In the end, just as I had decided that ‘The Silence’ must stay as it was, that I would have to try and publish it as a separate chapbook (muttering in self-justification about ‘heavenly length’ and how we all wish Bruckner hadn’t made those cuts his friends insisted on) something unexpected happened. One afternoon I was sitting staring at the printout, when I felt a kind of conviction come over me, the kind of surge of self-belief that you hear Olympians talking about. I was suddenly capable (although this was a negative capability) of moving back from my own words, hovering above them almost, and seeing what needed to be done. I found myself coolly cutting a clear way through the stanzas like a topee-wearing colonialist with his machete.

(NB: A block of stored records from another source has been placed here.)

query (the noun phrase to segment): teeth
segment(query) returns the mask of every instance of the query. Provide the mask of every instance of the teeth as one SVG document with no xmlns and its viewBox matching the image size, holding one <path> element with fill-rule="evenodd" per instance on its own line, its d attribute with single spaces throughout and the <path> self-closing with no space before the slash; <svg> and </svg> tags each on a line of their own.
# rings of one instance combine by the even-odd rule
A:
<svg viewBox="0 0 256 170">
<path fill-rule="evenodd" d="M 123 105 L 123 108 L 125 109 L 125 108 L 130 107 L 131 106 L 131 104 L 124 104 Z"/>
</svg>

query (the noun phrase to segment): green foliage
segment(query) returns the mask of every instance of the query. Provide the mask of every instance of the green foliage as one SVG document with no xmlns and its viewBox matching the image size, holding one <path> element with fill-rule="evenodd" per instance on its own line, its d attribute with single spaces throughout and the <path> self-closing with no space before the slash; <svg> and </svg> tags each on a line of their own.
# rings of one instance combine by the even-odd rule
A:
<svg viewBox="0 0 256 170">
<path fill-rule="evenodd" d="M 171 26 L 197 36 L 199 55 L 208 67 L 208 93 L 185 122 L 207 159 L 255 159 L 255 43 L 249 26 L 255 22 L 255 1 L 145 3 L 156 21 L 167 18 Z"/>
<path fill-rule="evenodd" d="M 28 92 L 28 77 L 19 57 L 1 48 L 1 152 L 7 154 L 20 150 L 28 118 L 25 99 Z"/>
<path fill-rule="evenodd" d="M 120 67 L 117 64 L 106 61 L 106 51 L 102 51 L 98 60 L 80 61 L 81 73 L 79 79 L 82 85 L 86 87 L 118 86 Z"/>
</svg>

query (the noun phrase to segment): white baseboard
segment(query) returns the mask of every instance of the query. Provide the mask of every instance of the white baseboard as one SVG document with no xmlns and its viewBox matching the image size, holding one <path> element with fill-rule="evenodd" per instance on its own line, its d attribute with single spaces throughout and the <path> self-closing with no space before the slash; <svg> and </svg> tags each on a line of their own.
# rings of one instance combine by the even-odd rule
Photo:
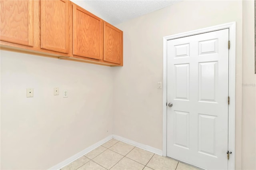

What had happened? I had lost, I think, for an hour or two that passion which we are told is so essential to creativity, and had found the necessary disinterest (such a useful word, and so often misused). Slash, slash. Sibelius himself might have made something of the sound of creative destruction as he did in his last major work, Tapiola, when the wind stirs the forest to a fury of whirling semi-quavers, and again (before ‘the Silence’) in his incidental music for The Tempest. I worked the magic, with the satisfaction of one breaking his staff and drowning his book. The art of losing isn’t hard to master, it turns out.